Features
TTL Visibility
Every key shows its time-to-expiration right in the list — 5d, 2h, 30m, or expired. Set TTL when creating or updating keys, not in a config file.
Overview
Cloudflare Workers KV supports per-key expirations, but the dashboard
hides them behind clicks. KVault surfaces TTL as a first-class column
in every key list. Short durations render as 30m or
2h, longer ones as 5d, and anything past
its expiration shows as expired so you can clean it up.
The TTL column sorts alongside the rest of the key metadata, which means you can filter a namespace for only keys that are about to expire, export them, and decide whether to refresh them or let them drop. No more surprise cache misses because a feature flag quietly expired over the weekend.
How to use it
Create a new key with Cmd N. The Create Key dialog detects whether your pasted value is JSON or plain text automatically and exposes an optional TTL field — enter a value in seconds, or leave it blank for a key that never expires.

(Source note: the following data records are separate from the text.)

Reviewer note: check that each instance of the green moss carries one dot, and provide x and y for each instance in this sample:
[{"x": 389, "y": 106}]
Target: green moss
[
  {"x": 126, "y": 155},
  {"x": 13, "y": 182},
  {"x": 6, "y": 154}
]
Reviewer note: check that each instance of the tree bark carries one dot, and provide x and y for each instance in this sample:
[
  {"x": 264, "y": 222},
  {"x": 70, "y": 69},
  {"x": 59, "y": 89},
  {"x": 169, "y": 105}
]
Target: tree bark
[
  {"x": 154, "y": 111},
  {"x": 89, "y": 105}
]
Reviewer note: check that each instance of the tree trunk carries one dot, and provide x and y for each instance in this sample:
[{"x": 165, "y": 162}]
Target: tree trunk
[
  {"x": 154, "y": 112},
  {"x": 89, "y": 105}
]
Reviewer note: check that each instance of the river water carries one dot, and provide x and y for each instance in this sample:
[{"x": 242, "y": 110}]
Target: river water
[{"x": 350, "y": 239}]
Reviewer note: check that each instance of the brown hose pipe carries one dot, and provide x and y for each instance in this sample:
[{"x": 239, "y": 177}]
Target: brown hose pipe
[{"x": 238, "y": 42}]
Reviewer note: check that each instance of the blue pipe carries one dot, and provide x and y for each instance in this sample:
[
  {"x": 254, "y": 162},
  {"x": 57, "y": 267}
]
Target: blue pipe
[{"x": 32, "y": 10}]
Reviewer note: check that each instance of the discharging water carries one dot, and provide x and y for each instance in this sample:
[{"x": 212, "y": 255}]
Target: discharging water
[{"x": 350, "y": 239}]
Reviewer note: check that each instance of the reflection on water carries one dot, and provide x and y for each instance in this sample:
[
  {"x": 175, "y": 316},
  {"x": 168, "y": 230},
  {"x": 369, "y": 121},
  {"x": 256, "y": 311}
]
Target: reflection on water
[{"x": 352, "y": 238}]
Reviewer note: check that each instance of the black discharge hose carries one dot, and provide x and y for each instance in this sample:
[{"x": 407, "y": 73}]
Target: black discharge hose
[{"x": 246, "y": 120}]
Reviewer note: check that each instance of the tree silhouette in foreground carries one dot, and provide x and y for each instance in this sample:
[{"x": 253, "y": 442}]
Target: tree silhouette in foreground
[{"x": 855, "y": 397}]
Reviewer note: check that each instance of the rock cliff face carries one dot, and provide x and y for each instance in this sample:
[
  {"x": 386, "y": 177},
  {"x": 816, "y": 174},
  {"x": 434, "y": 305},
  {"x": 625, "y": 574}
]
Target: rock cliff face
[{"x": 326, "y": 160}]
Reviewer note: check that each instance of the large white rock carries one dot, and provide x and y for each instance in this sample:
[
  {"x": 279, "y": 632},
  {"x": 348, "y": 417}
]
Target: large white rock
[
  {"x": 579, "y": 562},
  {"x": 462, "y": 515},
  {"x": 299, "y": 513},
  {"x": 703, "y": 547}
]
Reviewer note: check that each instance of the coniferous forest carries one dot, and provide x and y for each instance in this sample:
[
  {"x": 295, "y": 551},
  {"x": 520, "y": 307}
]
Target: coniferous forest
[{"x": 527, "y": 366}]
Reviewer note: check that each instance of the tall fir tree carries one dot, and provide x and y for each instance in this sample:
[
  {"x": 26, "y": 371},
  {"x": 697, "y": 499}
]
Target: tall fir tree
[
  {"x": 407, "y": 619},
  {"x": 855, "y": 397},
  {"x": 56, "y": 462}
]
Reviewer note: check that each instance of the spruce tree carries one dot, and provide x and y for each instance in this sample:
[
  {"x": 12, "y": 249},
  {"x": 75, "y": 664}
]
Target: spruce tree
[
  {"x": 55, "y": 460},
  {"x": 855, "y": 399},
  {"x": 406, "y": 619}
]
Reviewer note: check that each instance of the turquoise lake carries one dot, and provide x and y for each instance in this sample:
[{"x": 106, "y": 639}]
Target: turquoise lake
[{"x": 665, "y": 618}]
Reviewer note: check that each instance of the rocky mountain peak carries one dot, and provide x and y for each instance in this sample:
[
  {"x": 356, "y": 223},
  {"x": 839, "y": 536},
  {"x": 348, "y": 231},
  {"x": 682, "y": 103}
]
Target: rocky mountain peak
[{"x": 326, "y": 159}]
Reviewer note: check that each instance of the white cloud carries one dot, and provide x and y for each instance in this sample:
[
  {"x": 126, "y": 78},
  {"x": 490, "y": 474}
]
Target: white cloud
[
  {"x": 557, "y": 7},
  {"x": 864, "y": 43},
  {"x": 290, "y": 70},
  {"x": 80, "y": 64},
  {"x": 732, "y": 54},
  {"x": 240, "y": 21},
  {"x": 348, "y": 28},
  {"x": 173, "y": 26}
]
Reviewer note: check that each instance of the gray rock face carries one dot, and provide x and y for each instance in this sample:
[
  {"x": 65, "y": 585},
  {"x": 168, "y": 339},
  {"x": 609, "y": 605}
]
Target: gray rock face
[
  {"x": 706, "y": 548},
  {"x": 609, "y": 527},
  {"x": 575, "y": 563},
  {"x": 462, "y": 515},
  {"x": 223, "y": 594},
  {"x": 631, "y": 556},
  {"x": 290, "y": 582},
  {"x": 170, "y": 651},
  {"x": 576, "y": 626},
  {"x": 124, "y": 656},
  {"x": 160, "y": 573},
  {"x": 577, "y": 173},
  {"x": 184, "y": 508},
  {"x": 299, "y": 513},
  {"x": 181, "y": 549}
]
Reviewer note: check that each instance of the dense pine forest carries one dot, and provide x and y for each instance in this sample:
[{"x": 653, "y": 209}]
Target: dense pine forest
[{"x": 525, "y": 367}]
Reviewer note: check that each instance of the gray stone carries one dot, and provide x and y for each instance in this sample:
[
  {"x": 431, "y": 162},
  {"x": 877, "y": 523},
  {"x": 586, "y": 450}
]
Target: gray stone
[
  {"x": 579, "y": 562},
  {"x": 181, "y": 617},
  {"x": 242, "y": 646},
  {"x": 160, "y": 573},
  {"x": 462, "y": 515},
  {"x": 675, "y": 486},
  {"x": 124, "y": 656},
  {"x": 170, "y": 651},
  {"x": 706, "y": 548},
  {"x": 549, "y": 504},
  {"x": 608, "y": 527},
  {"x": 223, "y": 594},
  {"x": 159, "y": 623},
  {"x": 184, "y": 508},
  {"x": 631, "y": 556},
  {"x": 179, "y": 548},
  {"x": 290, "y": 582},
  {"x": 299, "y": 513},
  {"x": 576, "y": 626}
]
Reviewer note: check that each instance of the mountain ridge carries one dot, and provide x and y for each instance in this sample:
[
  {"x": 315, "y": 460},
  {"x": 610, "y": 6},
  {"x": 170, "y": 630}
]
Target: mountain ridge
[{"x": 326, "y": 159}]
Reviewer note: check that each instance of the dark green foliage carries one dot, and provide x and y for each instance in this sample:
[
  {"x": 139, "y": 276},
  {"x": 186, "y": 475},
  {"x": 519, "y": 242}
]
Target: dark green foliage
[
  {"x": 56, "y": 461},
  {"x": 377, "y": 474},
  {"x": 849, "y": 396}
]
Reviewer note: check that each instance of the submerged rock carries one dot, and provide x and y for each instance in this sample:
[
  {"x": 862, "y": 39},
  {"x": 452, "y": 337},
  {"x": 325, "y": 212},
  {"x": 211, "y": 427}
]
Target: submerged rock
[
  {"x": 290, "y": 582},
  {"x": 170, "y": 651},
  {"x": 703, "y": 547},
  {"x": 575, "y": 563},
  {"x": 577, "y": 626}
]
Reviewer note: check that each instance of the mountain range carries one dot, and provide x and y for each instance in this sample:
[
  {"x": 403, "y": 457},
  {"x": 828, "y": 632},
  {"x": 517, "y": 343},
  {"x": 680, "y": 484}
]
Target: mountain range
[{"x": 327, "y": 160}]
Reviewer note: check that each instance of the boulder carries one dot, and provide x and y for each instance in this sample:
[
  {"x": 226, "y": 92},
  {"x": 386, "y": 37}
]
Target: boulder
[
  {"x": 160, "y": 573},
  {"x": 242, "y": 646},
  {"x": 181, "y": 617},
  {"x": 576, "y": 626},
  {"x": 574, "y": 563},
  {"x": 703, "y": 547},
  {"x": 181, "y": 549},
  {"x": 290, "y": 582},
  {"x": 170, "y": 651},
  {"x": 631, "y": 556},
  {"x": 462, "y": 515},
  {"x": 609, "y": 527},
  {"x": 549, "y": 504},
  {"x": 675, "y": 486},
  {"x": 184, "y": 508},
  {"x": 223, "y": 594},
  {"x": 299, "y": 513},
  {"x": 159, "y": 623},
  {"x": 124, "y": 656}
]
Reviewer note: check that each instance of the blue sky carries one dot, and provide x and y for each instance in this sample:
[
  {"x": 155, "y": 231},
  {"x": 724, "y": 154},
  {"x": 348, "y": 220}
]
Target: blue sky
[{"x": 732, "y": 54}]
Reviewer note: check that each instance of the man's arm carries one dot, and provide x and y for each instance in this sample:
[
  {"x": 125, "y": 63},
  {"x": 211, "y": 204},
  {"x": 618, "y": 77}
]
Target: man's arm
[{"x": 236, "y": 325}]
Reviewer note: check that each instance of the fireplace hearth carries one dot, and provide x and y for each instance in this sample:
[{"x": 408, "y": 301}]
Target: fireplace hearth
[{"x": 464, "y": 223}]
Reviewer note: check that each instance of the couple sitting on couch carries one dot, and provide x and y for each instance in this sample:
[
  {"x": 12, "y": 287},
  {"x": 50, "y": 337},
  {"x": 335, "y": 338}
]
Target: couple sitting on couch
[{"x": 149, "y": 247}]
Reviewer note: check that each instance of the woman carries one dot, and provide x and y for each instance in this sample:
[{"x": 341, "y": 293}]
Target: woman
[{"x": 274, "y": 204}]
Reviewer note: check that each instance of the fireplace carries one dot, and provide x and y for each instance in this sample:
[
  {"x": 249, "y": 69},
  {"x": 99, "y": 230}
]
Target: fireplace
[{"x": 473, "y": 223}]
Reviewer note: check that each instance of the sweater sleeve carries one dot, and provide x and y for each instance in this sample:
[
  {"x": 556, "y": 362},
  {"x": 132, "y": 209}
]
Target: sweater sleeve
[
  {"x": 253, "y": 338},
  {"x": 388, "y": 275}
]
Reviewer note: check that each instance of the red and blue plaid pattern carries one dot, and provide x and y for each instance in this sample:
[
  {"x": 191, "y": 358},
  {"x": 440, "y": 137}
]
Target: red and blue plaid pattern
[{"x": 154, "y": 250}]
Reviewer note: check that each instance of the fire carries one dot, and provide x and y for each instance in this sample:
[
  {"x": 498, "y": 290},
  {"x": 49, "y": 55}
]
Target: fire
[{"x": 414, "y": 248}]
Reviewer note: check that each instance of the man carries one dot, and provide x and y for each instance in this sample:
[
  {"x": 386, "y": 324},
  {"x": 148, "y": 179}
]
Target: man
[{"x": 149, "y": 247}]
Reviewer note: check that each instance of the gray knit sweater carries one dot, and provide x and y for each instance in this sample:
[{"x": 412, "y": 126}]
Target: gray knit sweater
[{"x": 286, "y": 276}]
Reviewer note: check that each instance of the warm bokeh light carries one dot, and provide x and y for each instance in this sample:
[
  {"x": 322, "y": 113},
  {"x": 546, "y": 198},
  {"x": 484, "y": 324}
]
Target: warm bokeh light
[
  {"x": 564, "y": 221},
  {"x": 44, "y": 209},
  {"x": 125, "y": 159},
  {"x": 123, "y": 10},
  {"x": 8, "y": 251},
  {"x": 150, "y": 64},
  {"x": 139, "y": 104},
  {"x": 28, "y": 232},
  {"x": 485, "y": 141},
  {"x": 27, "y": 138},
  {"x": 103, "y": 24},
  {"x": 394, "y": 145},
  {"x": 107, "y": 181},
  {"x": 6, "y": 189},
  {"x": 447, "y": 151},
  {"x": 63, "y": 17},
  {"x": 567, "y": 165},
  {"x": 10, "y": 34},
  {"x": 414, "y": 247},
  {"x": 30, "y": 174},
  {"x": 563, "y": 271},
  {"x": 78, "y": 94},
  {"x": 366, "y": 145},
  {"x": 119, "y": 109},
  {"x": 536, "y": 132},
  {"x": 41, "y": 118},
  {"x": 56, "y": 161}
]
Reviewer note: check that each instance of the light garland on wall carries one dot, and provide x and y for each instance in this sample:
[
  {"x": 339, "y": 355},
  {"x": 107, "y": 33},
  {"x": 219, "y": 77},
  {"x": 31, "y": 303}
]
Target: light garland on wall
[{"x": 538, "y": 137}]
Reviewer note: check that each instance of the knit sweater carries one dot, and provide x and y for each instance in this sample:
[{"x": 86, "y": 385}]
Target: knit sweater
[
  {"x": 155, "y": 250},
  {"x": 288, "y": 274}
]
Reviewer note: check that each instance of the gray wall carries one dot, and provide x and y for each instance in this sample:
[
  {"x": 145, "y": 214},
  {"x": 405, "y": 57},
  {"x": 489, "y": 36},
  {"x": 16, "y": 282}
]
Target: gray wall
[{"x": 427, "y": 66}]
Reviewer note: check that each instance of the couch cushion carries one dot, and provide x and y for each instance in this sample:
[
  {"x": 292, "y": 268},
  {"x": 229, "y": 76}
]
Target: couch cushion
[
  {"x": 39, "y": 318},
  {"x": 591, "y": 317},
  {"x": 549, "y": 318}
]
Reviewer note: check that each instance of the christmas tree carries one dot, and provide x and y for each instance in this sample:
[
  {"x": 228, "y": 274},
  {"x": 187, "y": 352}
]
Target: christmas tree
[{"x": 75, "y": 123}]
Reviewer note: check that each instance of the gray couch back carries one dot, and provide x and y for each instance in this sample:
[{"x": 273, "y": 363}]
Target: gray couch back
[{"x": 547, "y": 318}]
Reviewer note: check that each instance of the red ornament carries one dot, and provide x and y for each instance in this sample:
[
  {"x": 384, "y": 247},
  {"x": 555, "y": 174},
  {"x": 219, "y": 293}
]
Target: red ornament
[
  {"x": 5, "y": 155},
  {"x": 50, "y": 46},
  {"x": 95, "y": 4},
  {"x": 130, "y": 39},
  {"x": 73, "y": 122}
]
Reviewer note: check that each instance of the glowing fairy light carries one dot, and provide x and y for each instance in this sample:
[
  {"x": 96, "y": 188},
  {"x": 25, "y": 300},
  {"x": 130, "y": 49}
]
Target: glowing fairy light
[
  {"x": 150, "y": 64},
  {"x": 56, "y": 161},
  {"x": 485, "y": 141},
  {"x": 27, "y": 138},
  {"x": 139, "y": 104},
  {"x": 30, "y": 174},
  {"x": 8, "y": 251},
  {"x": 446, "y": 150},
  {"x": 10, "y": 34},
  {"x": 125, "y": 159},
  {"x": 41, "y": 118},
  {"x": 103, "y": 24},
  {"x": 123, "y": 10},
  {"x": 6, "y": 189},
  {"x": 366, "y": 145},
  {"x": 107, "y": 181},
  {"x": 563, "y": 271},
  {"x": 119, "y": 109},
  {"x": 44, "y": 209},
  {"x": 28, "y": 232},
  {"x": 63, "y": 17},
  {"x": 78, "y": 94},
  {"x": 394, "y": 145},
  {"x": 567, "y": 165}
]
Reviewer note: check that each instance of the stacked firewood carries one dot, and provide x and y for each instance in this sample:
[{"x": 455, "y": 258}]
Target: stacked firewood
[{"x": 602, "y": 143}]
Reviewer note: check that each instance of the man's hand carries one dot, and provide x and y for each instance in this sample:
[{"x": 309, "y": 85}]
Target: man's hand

To change the TTL on an existing key, open it in a tab and edit the TTL from the key's metadata panel. Saving refreshes the list immediately. Use bulk export to audit TTLs across a whole namespace at once.
Tips
- Expired keys remain visible until Cloudflare prunes them; use them as a to-do list for cleanup.
- The command palette exposes "Create key" directly, so you can jump straight into a TTL-aware create flow.
- If you manage TTLs in bulk, export to JSON, edit the
expirationfield in your editor, and re-import via bulk operations. - Combine with filters to focus only on a subset (e.g. session keys) when auditing TTLs.